Saturday, November 22, 2008

Thanksgiving Landmines

With Thanksgiving coming up this week (in the US at least), I thought I'd give you a gentle reminder about some hidden sources of peanuts (and other nuts):
  • Turkey
    If you're having fried turkey, beware. An ideal cooking oil for frying turkeys is peanut oil. It's up to you how comfortable you are with peanut oil, but we would avoid it.
  • Traditional Foods
    Did you know that a traditional dessert in Sweden is rice pudding and the 'treat' inside is a whole almond? Whoever gets the almond in their dessert is the 'winner!'.
  • Stuffing
    My all time favorite stuffing has pecans in it, but for obvious reasons it is off limits to us now. Chestnuts are often found in stuffings as well.
  • Toppings
    Almonds on green beans. Crushed pecans sprinkled over the sweet potatoes. Don't assume it's cheese, people.
  • Pie Crusts
    Many recipes use nuts to enhance pie crusts. This is something you definitely wont just be able to see when you look at it, so be careful.
  • Gelatin Molds
    I don't personally eat these at Thanksgiving, but I know lots of folks who do. And did you know that some of them actually have nuts in them?
Obviously this isn't a comprehensive list, but you should always be very aware of what you're eating, especially if you haven't made it yourself (or haven't seen it being made). Although you can come off as a bit paranoid, I usually ask hosts about each and every dish - "Does this contain peanuts?

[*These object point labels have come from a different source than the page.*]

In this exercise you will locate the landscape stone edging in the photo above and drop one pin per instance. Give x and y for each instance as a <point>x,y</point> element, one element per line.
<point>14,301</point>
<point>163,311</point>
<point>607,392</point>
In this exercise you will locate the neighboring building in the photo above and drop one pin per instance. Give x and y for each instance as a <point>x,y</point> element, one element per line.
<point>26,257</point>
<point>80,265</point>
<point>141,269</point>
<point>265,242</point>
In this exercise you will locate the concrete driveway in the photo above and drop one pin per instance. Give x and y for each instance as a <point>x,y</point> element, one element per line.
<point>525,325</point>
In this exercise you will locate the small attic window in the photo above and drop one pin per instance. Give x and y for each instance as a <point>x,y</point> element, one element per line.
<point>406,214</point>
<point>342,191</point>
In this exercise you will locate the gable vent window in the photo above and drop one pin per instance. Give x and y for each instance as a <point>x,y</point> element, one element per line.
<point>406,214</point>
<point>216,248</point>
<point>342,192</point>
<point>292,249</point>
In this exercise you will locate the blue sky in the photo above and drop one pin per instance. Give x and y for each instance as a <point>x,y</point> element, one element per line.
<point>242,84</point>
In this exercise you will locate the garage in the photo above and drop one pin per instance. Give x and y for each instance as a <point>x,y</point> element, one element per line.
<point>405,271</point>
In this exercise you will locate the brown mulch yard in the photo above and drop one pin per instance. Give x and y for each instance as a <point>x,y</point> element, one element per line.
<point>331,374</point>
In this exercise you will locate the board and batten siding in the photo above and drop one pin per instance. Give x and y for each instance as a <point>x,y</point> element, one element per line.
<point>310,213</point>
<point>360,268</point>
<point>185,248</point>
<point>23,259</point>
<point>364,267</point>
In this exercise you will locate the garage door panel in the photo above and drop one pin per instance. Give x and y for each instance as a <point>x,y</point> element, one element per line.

Almonds? Pecans? Walnuts?, etc." I'm really specific about how I ask people about dishes. You'd be surprised at the number of people who don't know what a tree nut is. Seriously.

Did I miss anything?

2 comments:

Elaine said...

I'm laughing so hard right now. This list is the exact reason we are staying home this year, for the first time ever... I will be cooking this year. It is so much less work then the unsafe feeling of having to go somewhere.

Anonymous said...

I always send a friendly e-mail (you know--the interrogation couched in phrases such as "we SO appreciate you looking out for our daughter") asking for the menu AHEAD of time. It's too stressful for me and the hostess to ask right before dinner. Asking ahead of time also allows them to change the menu if they so desire. For example, my husbands grandma was more than happy to forego pecan pie and do apple instead. We just had to ask sweetly about a month in advance, so nothing was planned yet.

ALSO--In a rush, a hostess may give you wrong info anyway, which happened at a graduation party last spring--we were told nothing had nuts, but as I went through the buffet line I could SEE one of the salads had walnuts in it--and my daughter had already put it on her plate. YIKES!